Quelle: sxc.hu (Gonharo)

9.30 Uhr. Samstagmorgen. Mir tun meine Gelenke weh. Ist dieses blöde Bett hier in meinem Apartment unbequem. Ja, dieses Jahr findet meine Geburtstagsparty im Ausland statt. Dauert aber noch ein paar Stunden. Ich stehe auf, gehe in das kleine Badezimmer, nerve mich über den lauten Lüfter und die monotone laute Musik vom Nachbarskaffee – welches seit nun fast zwei Wochen dieselbe Playlist spielt. Schaue in den Spiegel und denke:

So sieht man also mit 37 Jahren aus!

Ich rede mir ein, dass es damit zu tun hat, dass ich nicht rasiert bin und die letzten zwei Tage krank im Bett gelegen habe – das hilft!

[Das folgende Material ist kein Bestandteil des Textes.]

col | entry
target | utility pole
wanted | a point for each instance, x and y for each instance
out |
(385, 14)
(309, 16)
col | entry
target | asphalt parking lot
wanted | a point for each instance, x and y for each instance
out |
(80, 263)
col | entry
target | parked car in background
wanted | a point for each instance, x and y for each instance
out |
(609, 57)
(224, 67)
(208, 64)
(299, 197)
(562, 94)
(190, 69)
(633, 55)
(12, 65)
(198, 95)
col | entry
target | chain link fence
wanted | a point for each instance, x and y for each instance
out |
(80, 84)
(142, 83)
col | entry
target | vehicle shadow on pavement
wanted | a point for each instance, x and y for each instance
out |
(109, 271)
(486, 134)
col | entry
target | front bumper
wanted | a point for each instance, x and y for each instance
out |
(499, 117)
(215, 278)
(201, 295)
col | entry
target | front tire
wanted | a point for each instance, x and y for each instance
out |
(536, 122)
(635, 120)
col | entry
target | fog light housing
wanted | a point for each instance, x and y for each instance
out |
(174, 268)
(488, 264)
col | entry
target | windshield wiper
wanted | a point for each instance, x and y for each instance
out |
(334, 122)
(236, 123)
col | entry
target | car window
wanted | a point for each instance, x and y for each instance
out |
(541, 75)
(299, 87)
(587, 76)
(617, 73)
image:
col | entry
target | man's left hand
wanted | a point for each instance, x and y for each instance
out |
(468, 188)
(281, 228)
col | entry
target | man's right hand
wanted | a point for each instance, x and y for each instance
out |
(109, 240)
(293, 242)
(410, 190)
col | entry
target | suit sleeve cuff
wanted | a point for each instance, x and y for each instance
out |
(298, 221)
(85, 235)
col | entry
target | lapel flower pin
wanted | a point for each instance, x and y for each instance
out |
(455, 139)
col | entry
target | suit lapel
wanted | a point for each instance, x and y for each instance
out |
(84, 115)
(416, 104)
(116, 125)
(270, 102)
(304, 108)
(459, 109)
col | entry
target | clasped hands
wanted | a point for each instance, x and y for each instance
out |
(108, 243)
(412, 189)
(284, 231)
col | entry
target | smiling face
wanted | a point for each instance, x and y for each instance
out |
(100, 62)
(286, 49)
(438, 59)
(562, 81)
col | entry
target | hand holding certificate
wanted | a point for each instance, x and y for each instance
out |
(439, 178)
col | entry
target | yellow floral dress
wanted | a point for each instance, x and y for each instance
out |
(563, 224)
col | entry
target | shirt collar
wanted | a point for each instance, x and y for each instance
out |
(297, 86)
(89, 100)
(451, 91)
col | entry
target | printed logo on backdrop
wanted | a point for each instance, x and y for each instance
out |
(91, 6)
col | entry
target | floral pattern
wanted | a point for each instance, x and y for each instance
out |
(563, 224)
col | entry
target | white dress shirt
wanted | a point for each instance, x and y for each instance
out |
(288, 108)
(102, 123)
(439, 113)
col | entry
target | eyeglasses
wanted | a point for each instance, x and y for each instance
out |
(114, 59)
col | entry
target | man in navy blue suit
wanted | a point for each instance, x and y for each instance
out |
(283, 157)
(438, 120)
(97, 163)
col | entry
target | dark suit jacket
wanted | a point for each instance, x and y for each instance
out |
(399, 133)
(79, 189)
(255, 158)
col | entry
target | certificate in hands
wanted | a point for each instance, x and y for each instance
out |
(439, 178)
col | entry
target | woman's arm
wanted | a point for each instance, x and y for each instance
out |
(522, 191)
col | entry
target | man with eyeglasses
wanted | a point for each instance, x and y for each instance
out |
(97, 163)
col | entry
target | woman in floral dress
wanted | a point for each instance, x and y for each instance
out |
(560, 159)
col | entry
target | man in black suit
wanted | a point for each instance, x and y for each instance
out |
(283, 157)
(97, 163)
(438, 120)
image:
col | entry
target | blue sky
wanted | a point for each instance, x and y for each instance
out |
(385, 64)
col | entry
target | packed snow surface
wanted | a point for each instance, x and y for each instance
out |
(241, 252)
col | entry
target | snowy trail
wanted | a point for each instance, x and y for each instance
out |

Geduscht, rasiert, die Zähne geputzt. Jetzt noch einen Kaffee und dann sieht die Welt wieder freundlicher aus! Netbook auf, Internet an, als erstes Facebook checken. Die ersten Glückwünsche sind schon nach Mitternacht angekommen, laufend gibt’s neue. Dasselbe auf dem Handy, die Schweizer SIM-Karte rein und es fängt an zu Piepsen. Dankeschön!

Als letztes sind die E-Mails dran. Ein Gutschein da, ein Gutschein hier. Zu früh, noch niemand am mailen. Aber was sehe ich, da rechts im Balken? „Besorgen Sie es ihrer Frau wie früher!“ (natürlich mit Viagra) und weiter „Angebot für inkontinente Männer“ (sportliche Hightech-Unterwäsche).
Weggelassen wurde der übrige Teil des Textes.